Plus précisément, ces gènes, situés sur le chromosome 6, aident le système immunitaire à identifier les composés naturels du corps et ceux qui ne devraient pas s’y trouver. Sans cette capacité, le système immunitaire n’a aucun moyen de dire quels composés sont amis et lesquels sont ennemis.

Ce même complexe de gènes est également impliqué dans d’autres maladies auto-immunes, ce qui peut expliquer une autre caractéristique du diabète de type 1.

« Les patients atteints de diabète de type 1 peuvent avoir d’autres maladies auto-immunes », explique le Dr Olansky. « Ils ont probablement un parcours similaire. »

Mais les modifications des gènes HLA n’expliquent qu’environ 40 % du risque génétique de diabète de type 1. Il existe d’autres gènes qui peuvent non seulement augmenter le risque, mais aussi le réduire. « Il existe de nombreux autres gènes qui modifient ce risque et le rendent plus ou moins important », explique le Dr Olansky.

Les gènes sont le plus souvent présents chez les personnes de race blanche, ce qui est logique car les cas de diabète de type 1 concernent majoritairement les personnes de race blanche. Une mutation génétique spécifique (HLA-DR7) peut augmenter le risque pour les Afro-Américains, tandis que HLA-DR9 peut augmenter le risque pour les Japonais.

Une forme de diabète, appelée MODY (diabète de la maturité chez les jeunes), est clairement causée par des variations de certains gènes. Bien que MODY présente de nombreuses caractéristiques du diabète de type 1, il n’est pas identique.

Le diabète de type 1 est-il héréditaire dans les familles ?

Les variations génétiques responsables du diabète de type 1 sont transmises dans les familles. « Le risque à vie de développer un DT1 est considérablement accru si l’on a des antécédents familiaux de diabète de type 1 », explique le Dr Adimoolam. « Une étude suggère que le risque de développer un DT1 sans antécédent familial est de 0,4 %. S’il y a un parent atteint de DT1, le risque que leur enfant développe un DT1 passe à 3 – 4 %.

Si votre mère ou votre père est atteint de diabète de type 1, votre risque d’en être atteint est d’environ 5 %, contre seulement 1 % dans la population générale, explique le Dr Olansky.

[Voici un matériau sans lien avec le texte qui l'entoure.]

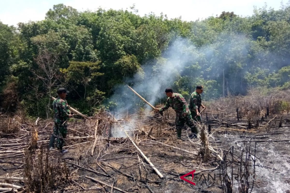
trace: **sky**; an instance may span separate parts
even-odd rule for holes
[[[62,3],[79,11],[95,11],[99,8],[107,10],[126,9],[135,4],[137,14],[141,16],[151,12],[159,15],[162,12],[169,19],[181,16],[183,20],[195,21],[219,15],[222,12],[234,12],[240,16],[252,15],[254,6],[264,6],[275,10],[280,8],[281,2],[288,0],[0,0],[0,21],[9,25],[17,25],[19,22],[27,22],[45,19],[45,14],[54,5]],[[170,2],[170,3],[168,2]]]

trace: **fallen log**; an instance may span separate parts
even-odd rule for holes
[[[53,100],[55,100],[56,99],[55,98],[52,96],[51,97],[51,98],[52,98]],[[83,114],[81,113],[80,113],[80,112],[79,112],[77,110],[76,110],[75,109],[74,109],[71,106],[70,107],[70,111],[73,112],[76,115],[81,115],[81,116],[84,118],[85,118],[85,119],[88,118],[88,117],[87,117],[84,114]]]
[[[21,162],[20,162],[21,163]],[[8,180],[11,181],[23,181],[26,179],[23,177],[9,177],[9,176],[0,176],[0,180]]]
[[[135,146],[135,147],[138,150],[138,151],[139,151],[139,152],[140,152],[140,154],[142,156],[142,157],[143,157],[143,158],[144,158],[144,159],[145,159],[145,160],[146,160],[146,161],[147,162],[147,163],[149,163],[149,165],[150,165],[151,166],[151,167],[152,167],[152,168],[153,169],[154,171],[155,171],[155,172],[156,172],[156,173],[157,174],[157,175],[158,175],[158,176],[159,177],[160,177],[161,179],[163,178],[163,175],[162,175],[162,174],[161,173],[160,173],[160,172],[159,172],[158,170],[157,170],[157,168],[155,168],[155,167],[154,166],[154,165],[153,165],[153,164],[150,161],[150,160],[149,160],[149,159],[148,158],[146,157],[146,156],[143,153],[143,152],[142,152],[142,151],[141,151],[141,150],[140,149],[140,148],[139,148],[138,147],[138,146],[137,146],[137,145],[134,142],[134,141],[133,140],[133,139],[132,139],[132,138],[131,138],[131,137],[130,137],[130,136],[128,135],[128,133],[127,133],[127,132],[126,132],[126,131],[125,130],[125,129],[124,129],[124,128],[121,125],[121,124],[120,124],[120,123],[119,123],[119,122],[118,122],[117,121],[115,118],[115,117],[114,117],[113,116],[113,117],[114,117],[114,119],[115,120],[115,121],[117,121],[119,124],[120,125],[120,126],[121,127],[121,128],[122,128],[123,130],[124,131],[124,132],[125,132],[125,133],[126,133],[126,135],[127,136],[127,137],[128,137],[129,138],[129,139],[130,139],[130,140],[131,141],[131,142],[132,142],[132,143],[134,145],[134,146]]]
[[[164,144],[161,142],[160,142],[159,141],[154,141],[154,142],[156,142],[156,143],[158,143],[160,144],[162,144],[163,145],[165,146],[167,146],[168,147],[170,147],[174,149],[178,149],[179,150],[180,150],[181,151],[182,151],[184,152],[186,152],[186,153],[190,153],[192,154],[193,154],[194,155],[197,155],[198,154],[197,153],[195,153],[195,152],[193,152],[191,151],[188,151],[188,150],[186,150],[184,149],[183,149],[181,148],[179,148],[176,147],[174,147],[174,146],[170,146],[169,145],[167,145],[167,144]]]
[[[16,188],[17,189],[21,188],[23,187],[23,186],[19,186],[16,185],[14,185],[14,184],[8,184],[7,183],[0,183],[0,186],[8,187],[8,188]]]

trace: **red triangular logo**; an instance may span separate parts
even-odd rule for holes
[[[188,172],[187,174],[186,174],[183,176],[180,176],[180,179],[181,179],[182,180],[183,180],[186,182],[188,182],[188,183],[190,183],[192,184],[193,184],[194,185],[195,185],[195,183],[194,183],[194,182],[192,181],[193,180],[193,176],[194,175],[194,172],[195,172],[195,170],[194,170],[191,171],[190,172]],[[189,181],[187,179],[185,179],[185,178],[184,178],[184,177],[186,177],[187,176],[191,174],[192,175],[192,178],[191,179],[191,181]]]

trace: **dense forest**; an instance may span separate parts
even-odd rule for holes
[[[202,84],[206,100],[290,88],[290,3],[195,21],[137,12],[59,4],[43,21],[0,22],[1,111],[50,117],[61,87],[88,114],[142,106],[126,84],[154,104],[169,87],[188,99]]]

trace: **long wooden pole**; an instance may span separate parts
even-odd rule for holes
[[[116,119],[116,118],[115,118],[113,116],[113,117],[114,118],[114,119],[115,120],[116,122],[118,123],[119,124],[119,125],[120,125],[120,126],[123,130],[124,131],[124,132],[126,134],[126,135],[127,136],[127,137],[128,137],[128,138],[129,138],[129,139],[130,139],[130,140],[131,141],[131,142],[132,142],[132,143],[133,144],[133,145],[134,145],[134,146],[135,146],[135,147],[138,150],[138,151],[139,151],[139,152],[140,152],[140,154],[142,156],[142,157],[143,157],[144,159],[145,159],[145,160],[146,160],[146,161],[147,162],[147,163],[149,163],[149,165],[150,165],[151,166],[151,167],[152,167],[152,168],[153,168],[153,170],[154,170],[154,171],[155,171],[155,172],[156,172],[156,173],[157,174],[157,175],[158,175],[158,176],[159,177],[160,177],[161,179],[163,179],[163,175],[162,175],[162,174],[161,174],[161,173],[160,173],[160,172],[159,172],[158,170],[157,170],[157,168],[156,168],[155,167],[155,166],[154,166],[154,165],[153,165],[153,164],[151,162],[151,161],[150,161],[149,160],[149,159],[148,158],[147,158],[146,157],[146,156],[143,153],[143,152],[140,149],[139,147],[138,147],[138,146],[137,146],[137,145],[136,145],[136,144],[134,142],[134,141],[133,141],[132,138],[131,138],[131,137],[130,137],[130,135],[129,135],[128,134],[128,133],[127,133],[127,132],[126,132],[126,131],[125,130],[125,129],[124,129],[124,128],[122,126],[122,125],[121,125],[121,124],[120,124],[120,123],[119,123],[118,122],[118,121]]]
[[[51,98],[53,99],[53,100],[55,100],[56,99],[53,96],[52,96],[51,97]],[[74,113],[76,114],[79,115],[81,115],[81,116],[82,117],[83,117],[85,119],[88,118],[88,117],[87,117],[84,114],[83,114],[82,113],[79,112],[77,111],[75,109],[72,107],[71,107],[71,106],[70,107],[70,110],[72,111]]]
[[[149,103],[149,102],[148,102],[148,101],[146,101],[146,100],[145,100],[145,99],[144,99],[144,98],[143,98],[143,97],[142,97],[142,96],[141,96],[139,94],[138,94],[137,93],[137,92],[136,92],[136,91],[134,91],[134,89],[132,89],[132,88],[131,88],[131,87],[129,87],[128,85],[127,85],[127,86],[128,87],[129,87],[129,88],[131,90],[131,91],[133,91],[133,93],[134,93],[135,94],[136,94],[136,95],[137,95],[138,97],[139,97],[139,98],[141,98],[141,99],[142,99],[144,102],[145,102],[146,103],[147,103],[147,104],[148,104],[148,105],[149,106],[150,106],[150,107],[151,107],[151,108],[152,108],[152,109],[155,109],[155,107],[154,107],[154,106],[153,106],[153,105],[152,104],[150,104],[150,103]],[[161,115],[163,116],[163,112],[158,112],[158,113],[159,113],[159,114],[160,114],[160,115]]]
[[[128,86],[128,87],[129,87],[129,88],[130,89],[131,89],[131,90],[132,91],[133,91],[133,93],[135,93],[135,94],[136,94],[136,95],[137,95],[138,97],[140,97],[140,98],[141,98],[141,99],[142,99],[142,100],[143,100],[144,101],[144,102],[145,102],[146,103],[147,103],[147,104],[148,105],[149,105],[149,106],[151,106],[151,108],[152,108],[153,109],[155,109],[155,107],[154,107],[154,106],[153,106],[153,105],[152,105],[152,104],[150,104],[150,103],[149,103],[149,102],[148,101],[146,101],[146,100],[145,100],[145,99],[144,99],[144,98],[143,98],[143,97],[142,97],[142,96],[140,96],[140,95],[139,95],[139,94],[138,94],[138,93],[137,93],[137,92],[136,92],[136,91],[134,91],[134,89],[132,89],[132,88],[131,88],[131,87],[129,87],[128,85],[127,85],[127,86]]]

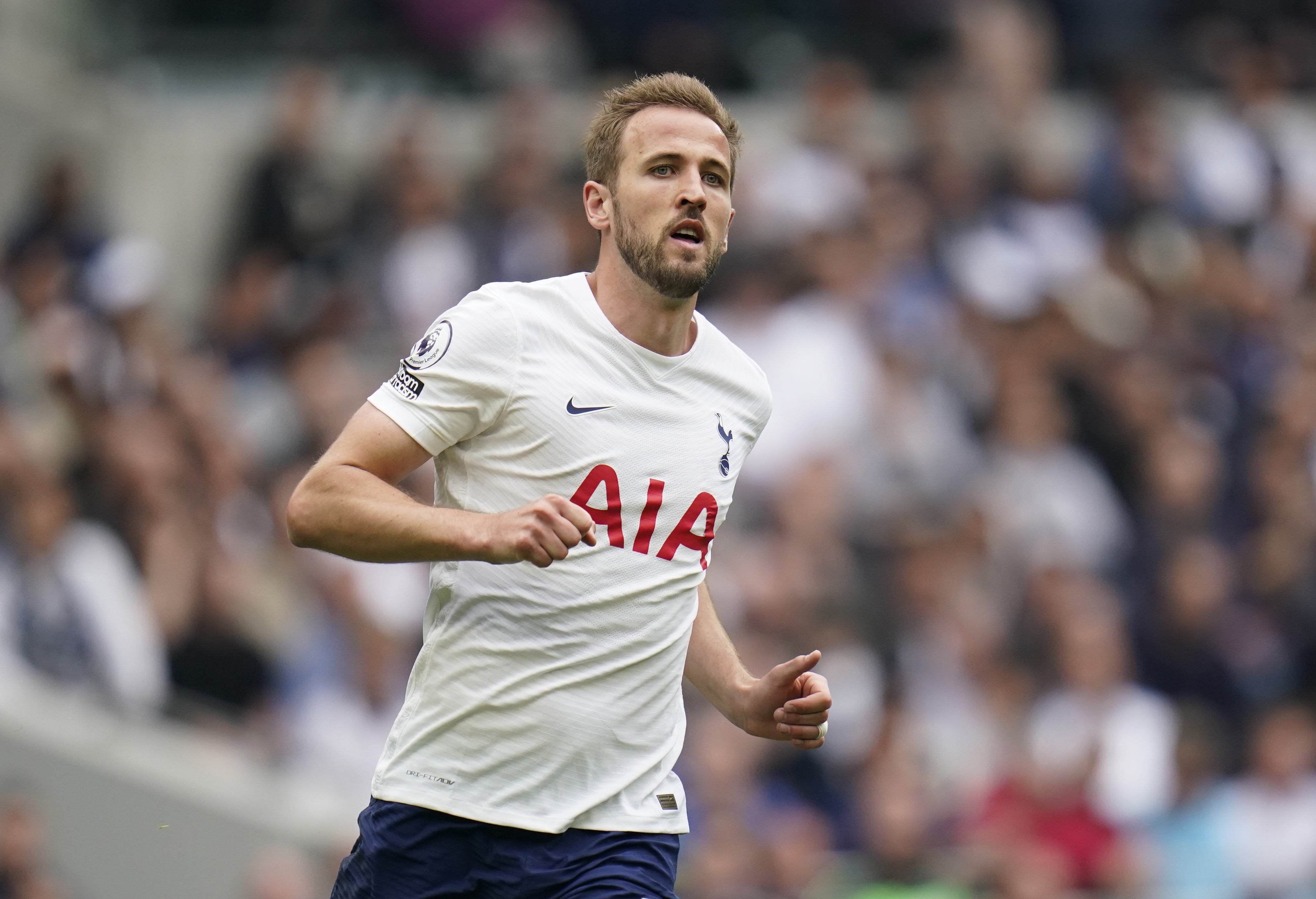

Mais même entre jumeaux identiques, le risque n’est pas égal. Si un jumeau développe un diabète de type 1, l’autre jumeau a 50 % de chances de développer également la maladie.

Cela signifie que d’autres problèmes sont en jeu. « Vous pouvez avoir le gène et être relativement protégé jusqu’à ce que des circonstances le déclenchent », explique le Dr Olansky.

Existe-t-il des déclencheurs environnementaux du diabète de type 1 ?

Environ 25 % des Caucasiens ont des types HLA qui sont clairement associés au risque de diabète de type 1, mais seulement environ 1 % de la population totale développe réellement le type 1, explique le Dr Olansky. De plus, seulement 5 % environ de ceux qui ont les mutations réelles développent la maladie.

Alors pourquoi ces mutations génétiques augmentent-elles le risque pour certaines personnes et pas pour d’autres ?

Encore une fois, les connaissances des experts en sont encore à leurs balbutiements, mais il semble y avoir des déclencheurs environnementaux qui déclenchent les gènes. Personne ne sait exactement quels sont ces déclencheurs, mais il existe un certain nombre de candidats.

Certains facteurs liés à la grossesse qui ont été associés au diabète de type 1 comprennent le fait d’avoir une mère âgée de plus de 25 ans, la prééclampsie, les maladies respiratoires néonatales et la jaunisse, explique le Dr Dr Adimoolam.

Certains virus ont également été incriminés, notamment la rubéole et le coxsackievirus, ainsi que la carence en vitamine D et même l’exposition au froid.

Mais tout comme aucun gène n’explique le diabète de type 1, il est probable qu’aucun déclencheur environnemental ne le fera non plus.